While this study provides invaluable information regarding changes in nasolabial appearance following primary repair of CUCLP and secondary revision surgery, some limitations must be addressed. First, there is debate surrounding potential bias implicit to the Asher-McDade method for evaluating nasolabial aesthetics which may explain why there was significant improvement in nasal frontal and profile scores but no measurable improvement in vermillion border appearance. 18 If the improvements in vermilion border were subtler than the nasal revisions, it is possible that the subjectivity of the Asher-McDade method is not sensitive enough to detect such differences. However, to date, this method is still the primary source utilized to determine need for revision surgery.10,18,19 Moreover, the modifications implemented in this study were employed to reduce subjectivity and improve reliability. Second, the images evaluated were 2D not 3D. Although evaluation of 3-dimensional images has been suggested as a more objective method with improved intra-rater reliability, a recent study comparing rating of 2D versus 3D images showed very similar scores from both methods. 13 Despite these limitations, the results suggest that revision procedures result in positive changes for aspects of nasolabial appearance. This information opens the door to next steps of directly comparing different approaches for optimizing nasolabial appearance outcomes for patients with clefts. Along with this comparison of outcomes, it also becomes essential to understand the potential burden of care the different approaches may place on patients and their families.20-22
Conclusion
After primary repair of complete unilateral cleft lip/palate, appearance of the vermillion border and nasal frontal border does not change significantly between the ages of 5 to 11 years old when secondary revision surgery is not completed. The nasal profile does change during this period. Therefore, decisions regarding need for revision surgery may be made as early as 5 years-old for vermillion border and nasal frontal border correction surgeries but delay may be warranted for nasal profile revision. Meanwhile, patients who undergo secondary revision surgeries have improved ratings of frontal and profile nasal appearance with no measurable change in vermillion border scores after surgery.
Footnotes
Acknowledgements
The authors have no acknowledgements for this project.

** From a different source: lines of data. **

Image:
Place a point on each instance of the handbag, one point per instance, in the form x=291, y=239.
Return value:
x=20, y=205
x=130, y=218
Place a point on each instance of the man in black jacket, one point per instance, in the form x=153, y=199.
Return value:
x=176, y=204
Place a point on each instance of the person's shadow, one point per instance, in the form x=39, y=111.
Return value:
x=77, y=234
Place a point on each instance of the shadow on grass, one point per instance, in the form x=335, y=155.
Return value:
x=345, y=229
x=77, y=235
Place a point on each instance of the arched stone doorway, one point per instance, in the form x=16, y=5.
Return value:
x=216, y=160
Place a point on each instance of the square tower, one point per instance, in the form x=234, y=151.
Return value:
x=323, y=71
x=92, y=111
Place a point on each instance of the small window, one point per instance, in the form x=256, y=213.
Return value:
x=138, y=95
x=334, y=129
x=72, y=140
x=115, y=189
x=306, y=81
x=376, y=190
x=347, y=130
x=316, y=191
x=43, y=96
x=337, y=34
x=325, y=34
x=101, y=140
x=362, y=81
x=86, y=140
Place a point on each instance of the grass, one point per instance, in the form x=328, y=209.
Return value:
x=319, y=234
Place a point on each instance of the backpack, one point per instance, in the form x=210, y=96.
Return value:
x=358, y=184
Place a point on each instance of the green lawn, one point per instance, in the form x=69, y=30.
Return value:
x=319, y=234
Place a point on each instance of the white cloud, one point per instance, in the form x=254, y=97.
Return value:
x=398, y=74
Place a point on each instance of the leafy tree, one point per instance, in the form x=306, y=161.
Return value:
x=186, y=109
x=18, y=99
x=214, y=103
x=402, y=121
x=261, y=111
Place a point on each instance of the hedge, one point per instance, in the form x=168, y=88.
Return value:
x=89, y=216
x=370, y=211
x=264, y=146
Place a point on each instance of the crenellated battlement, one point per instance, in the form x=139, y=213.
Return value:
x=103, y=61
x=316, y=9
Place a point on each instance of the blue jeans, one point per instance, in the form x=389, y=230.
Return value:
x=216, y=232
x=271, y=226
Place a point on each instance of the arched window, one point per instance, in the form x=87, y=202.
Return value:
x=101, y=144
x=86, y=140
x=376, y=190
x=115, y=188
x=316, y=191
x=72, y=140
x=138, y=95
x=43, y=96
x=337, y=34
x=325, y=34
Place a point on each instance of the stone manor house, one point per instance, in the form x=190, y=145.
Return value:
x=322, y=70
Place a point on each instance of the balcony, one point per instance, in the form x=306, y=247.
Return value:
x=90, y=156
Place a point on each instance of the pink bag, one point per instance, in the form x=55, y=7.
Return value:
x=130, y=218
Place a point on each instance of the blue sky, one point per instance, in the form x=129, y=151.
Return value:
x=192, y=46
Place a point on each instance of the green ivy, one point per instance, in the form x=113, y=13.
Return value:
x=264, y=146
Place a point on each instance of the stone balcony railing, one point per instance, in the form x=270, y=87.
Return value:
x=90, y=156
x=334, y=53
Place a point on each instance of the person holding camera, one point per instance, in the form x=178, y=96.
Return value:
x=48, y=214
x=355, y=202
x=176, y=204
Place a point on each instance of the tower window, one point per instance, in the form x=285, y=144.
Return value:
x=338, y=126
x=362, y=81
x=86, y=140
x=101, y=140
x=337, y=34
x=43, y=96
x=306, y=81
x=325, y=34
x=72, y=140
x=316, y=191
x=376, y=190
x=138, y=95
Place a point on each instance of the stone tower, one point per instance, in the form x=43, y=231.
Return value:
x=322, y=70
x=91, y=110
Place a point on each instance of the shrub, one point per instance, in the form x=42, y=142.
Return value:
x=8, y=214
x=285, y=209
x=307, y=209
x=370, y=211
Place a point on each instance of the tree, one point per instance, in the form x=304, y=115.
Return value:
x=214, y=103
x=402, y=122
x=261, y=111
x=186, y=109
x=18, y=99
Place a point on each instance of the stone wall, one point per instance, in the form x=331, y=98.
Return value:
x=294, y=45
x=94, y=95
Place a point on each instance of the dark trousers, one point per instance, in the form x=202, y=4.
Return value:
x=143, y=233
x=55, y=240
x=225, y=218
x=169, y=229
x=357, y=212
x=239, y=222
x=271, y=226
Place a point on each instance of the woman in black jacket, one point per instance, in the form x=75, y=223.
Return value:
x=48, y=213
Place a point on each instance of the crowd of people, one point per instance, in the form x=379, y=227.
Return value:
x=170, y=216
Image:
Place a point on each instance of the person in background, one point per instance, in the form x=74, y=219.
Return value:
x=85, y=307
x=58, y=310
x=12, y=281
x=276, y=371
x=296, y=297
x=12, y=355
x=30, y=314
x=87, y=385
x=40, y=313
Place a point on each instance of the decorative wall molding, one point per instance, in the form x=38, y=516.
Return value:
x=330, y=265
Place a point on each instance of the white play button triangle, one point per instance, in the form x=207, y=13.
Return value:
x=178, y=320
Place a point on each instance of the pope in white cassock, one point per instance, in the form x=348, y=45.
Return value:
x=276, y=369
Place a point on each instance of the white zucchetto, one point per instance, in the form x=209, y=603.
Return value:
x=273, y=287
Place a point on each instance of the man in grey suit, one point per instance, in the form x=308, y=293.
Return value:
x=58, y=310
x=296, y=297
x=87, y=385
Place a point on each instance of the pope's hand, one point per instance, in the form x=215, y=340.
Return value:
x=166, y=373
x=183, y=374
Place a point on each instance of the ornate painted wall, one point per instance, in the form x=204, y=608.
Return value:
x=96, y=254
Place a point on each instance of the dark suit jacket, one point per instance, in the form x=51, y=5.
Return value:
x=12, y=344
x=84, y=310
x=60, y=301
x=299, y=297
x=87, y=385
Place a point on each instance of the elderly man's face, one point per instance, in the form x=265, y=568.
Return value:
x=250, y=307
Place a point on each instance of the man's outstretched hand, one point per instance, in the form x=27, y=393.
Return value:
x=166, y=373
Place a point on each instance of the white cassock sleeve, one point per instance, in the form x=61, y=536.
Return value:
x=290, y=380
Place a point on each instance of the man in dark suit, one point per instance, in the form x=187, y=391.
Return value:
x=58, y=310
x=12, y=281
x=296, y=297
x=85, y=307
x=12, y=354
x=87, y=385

Declaration of Conflicting Interests
The authors declared no potential conflicts of interest with respect to the research, authorship, and/or publication of this article.
Ethical Statement
This study was approved by the Ethics Committee of Lancaster General Hospital (approval no. 183) in 2008, with the need for written informed consent waived. Identifying information, such as names, images, and specific locations, were anonymized and cropping of patient images was approved by the institution's IRB to ensure participant safety and privacy.
Funding
The authors received no financial support for the research, authorship, and/or publication of this article.
Informed Consent/Patient Consent
This study was approved by the Ethics Committee of Lancaster General Hospital (approval no. 183) in 2008, with the need for written informed consent waived.